Pendant que la graine germe, que la plante végète & se fortifie sur cette couche, on en prépare d’autres dans le voisinage, & d’un génie différent. On creuse le terrain à quelques pouces de profondeur, pour faire ces couches ; & un sentier de six à huit pouces de largeur, les sépare les unes des autres ; leurs bases est de deux pieds & demi, leur hauteur de deux pieds, leur talus de trois pouces ; de sorte que dans le haut il n’y a que deux pieds de largeur, sur une longueur indéterminée, & à peu de chose près de l’étendue du local. Leur direction est du nord au midi. À six ou huit pouces de hauteur, au-dessus du niveau du fossé, on met un rang d’un pouce & demi d’épaisseur, de fumier de mouton très-fin & très-menu ; par-dessus, six pouces de terre bien fumée, & ainsi de suite, lits par lits, jusqu’à la hauteur désignée. Ce fumier provient des moutons qu’on a nourris dans des étables pendant l’hiver avec de grosses fèves hachées : c’est le plus cher, le meilleur & le plus recherché.

Lorsque tout est prêt, les jeunes plançons sont levés à la fin d’avril ou au commencement de mai, suivant la saison, de dessus la première couche, & sont transportés sur les couches nouvelles. On les plante sur deux rangs, à trois pouces des bords, & à la distance d’un pied l’un de l’autre. On a grand soin de sarcler souvent les couches & les sentiers. Ces sentiers ont deux avantages ; le premier de conduire les eaux, & le second de procurer la commodité de sarcler. On choisit, pour replanter les plançons, un jour couvert & un peu pluvieux.

Quand les quatre premières bonnes feuilles sont venues, on coupe la tige au-dessus, & on l’appelle couronne, & on a grand soin d’arracher les jets qui poussent des aisselles des feuilles supérieures, dès qu’ils paroissent. Ces jets qu’on appelle larons, empêcheroient la grande poussée, & priveroient de nourriture les bonnes feuilles.

Les champs plantés en tabac sont environnés de haies très-élevées, ou par des plantations d’aunes ou vernes (consultez ce mot) : c’est sans doute pour garantir les plantes des coups de vent. Tous les champs ainsi environnés, ont la forme d’un parallélogramme du nord au midi.

La récolte des feuilles est l’ouvrage des femmes ; elles les cassent avec les doigts de la main droite, & elles les jettent sur le bras gauche sans les froisser. Lorsqu’elles en ont un paquet, il est remis à l’homme qui les suit.
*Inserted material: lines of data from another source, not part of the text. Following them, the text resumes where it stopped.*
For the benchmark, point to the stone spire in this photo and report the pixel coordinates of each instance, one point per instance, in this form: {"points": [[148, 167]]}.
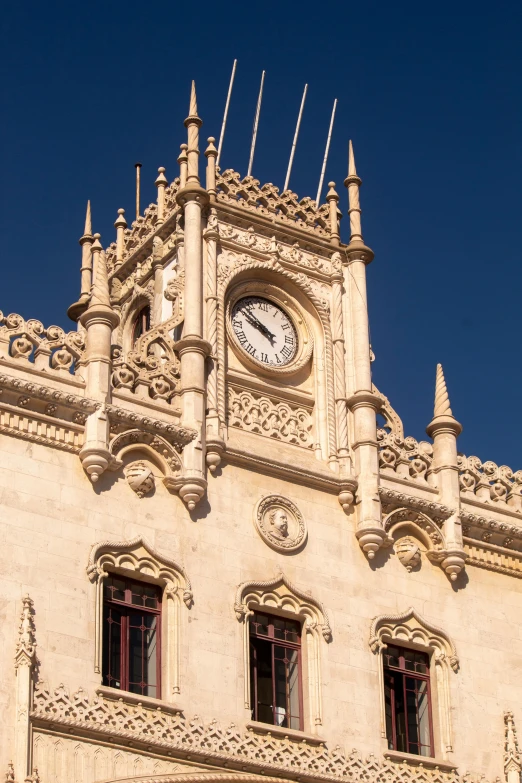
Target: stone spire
{"points": [[444, 429], [86, 242], [353, 183], [442, 413], [100, 289], [193, 123]]}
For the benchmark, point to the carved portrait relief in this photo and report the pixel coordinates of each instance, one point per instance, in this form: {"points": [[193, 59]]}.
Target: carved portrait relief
{"points": [[280, 523]]}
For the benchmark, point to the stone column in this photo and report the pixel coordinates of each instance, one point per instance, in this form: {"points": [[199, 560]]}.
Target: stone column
{"points": [[444, 429], [99, 321], [192, 348], [86, 242], [25, 661], [363, 402]]}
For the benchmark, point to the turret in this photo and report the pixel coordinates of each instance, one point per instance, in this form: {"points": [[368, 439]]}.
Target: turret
{"points": [[86, 242], [363, 402], [99, 320], [444, 429]]}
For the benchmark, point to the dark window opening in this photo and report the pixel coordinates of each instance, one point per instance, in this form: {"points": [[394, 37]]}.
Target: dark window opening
{"points": [[131, 636], [275, 671], [408, 701], [141, 324]]}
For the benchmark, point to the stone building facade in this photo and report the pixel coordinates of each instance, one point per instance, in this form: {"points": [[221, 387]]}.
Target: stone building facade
{"points": [[221, 558]]}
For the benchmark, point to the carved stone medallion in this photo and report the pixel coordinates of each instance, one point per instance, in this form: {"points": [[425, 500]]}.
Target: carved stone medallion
{"points": [[280, 523], [408, 552], [140, 478]]}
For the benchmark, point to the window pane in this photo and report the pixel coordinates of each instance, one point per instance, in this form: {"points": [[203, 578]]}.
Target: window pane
{"points": [[423, 709], [114, 588], [259, 624], [263, 672], [293, 689], [112, 647]]}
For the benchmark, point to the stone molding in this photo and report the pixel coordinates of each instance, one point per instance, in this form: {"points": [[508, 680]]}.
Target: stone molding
{"points": [[410, 628], [138, 559], [237, 749]]}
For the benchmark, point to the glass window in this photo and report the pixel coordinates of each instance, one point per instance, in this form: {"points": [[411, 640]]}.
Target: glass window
{"points": [[407, 701], [141, 324], [275, 671], [131, 636]]}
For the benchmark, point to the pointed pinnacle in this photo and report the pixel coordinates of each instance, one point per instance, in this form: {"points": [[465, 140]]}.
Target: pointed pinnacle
{"points": [[442, 403], [88, 226], [193, 110], [352, 172], [100, 290]]}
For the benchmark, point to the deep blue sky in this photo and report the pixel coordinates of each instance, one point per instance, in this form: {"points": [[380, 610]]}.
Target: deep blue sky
{"points": [[430, 94]]}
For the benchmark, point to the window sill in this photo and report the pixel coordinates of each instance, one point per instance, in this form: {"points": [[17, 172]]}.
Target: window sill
{"points": [[425, 761], [280, 731], [135, 698]]}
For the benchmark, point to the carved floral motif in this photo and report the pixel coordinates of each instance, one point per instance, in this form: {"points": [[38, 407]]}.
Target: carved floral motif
{"points": [[274, 419], [280, 523]]}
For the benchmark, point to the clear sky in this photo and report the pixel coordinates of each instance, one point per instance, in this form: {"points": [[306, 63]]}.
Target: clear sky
{"points": [[430, 93]]}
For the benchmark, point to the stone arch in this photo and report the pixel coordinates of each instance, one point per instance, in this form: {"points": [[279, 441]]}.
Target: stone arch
{"points": [[281, 595], [137, 559], [411, 629]]}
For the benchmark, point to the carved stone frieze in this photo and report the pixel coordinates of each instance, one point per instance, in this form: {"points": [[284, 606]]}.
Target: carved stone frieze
{"points": [[171, 733], [280, 523], [266, 200], [270, 417]]}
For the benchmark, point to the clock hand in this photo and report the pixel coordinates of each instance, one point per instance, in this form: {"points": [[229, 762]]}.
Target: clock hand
{"points": [[262, 328]]}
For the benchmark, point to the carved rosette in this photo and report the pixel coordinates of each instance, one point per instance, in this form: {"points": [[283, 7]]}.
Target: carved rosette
{"points": [[140, 478], [280, 523]]}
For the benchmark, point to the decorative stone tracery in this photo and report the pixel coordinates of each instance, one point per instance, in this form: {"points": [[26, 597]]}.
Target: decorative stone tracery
{"points": [[411, 629], [280, 594], [138, 559]]}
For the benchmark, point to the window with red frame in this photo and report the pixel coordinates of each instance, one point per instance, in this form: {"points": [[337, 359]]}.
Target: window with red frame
{"points": [[131, 636], [407, 698], [141, 324], [275, 671]]}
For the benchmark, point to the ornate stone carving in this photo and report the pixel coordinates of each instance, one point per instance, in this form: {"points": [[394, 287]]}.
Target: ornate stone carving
{"points": [[51, 349], [408, 553], [280, 523], [272, 418], [138, 558], [410, 628], [140, 478], [26, 644], [266, 200], [512, 760], [167, 731], [489, 483]]}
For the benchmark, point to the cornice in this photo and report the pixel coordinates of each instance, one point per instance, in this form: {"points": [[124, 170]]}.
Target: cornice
{"points": [[285, 470], [429, 507]]}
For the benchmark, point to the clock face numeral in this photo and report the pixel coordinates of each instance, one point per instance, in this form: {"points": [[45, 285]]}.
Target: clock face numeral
{"points": [[264, 330]]}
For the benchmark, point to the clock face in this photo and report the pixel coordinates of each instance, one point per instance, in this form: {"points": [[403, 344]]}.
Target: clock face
{"points": [[264, 330]]}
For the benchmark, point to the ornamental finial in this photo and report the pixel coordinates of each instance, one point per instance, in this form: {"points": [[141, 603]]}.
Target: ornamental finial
{"points": [[26, 645], [442, 403], [353, 183], [88, 225], [100, 290]]}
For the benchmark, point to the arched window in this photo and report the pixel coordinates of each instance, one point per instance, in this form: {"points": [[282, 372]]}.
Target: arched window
{"points": [[139, 595], [141, 323], [415, 661]]}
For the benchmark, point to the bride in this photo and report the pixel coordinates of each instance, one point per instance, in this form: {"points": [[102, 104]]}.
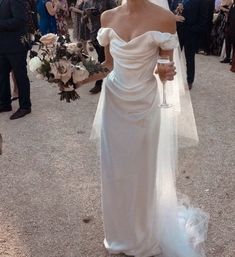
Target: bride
{"points": [[141, 214]]}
Lorsqu’il en a une forte brassée, il les met dans un panier où il les arrange paquet par paquet, sans les froisser : les feuilles, sont ainsi portées au séchoir ; les feuilles inférieures forment des paquets à part.

Le séchoir, (consultez planche XIII, fig, 1 l’article Taille des arbres, pag. 350) est un long & vaste bâtiment en bois quelquefois simplement recouvert en planches, & quelquefois avec des tuiles portées sur des chevrons. La figure 1 le présente vu de côté, se dans sa coupe intérieure ; & la fig. 2, vu en face, & sur sa forme extérieure. D’une poutre à l’autre B, sont placées des traverses C, sur lesquelles on place des bâtons d’un pouce de diamètre, qui traversent, fig. 3, dans la queue de la feuille, après que les femmes y ont fait une incision convenable à sa longueur avec la lame d’un couteau. Les feuilles sont ainsi mises les unes auprès des autres, sans qu’elles se touchent, & les bâtons sont portés sur des traverses, & rangés successivement sur toute la longueur, largeur & hauteur du séchoir.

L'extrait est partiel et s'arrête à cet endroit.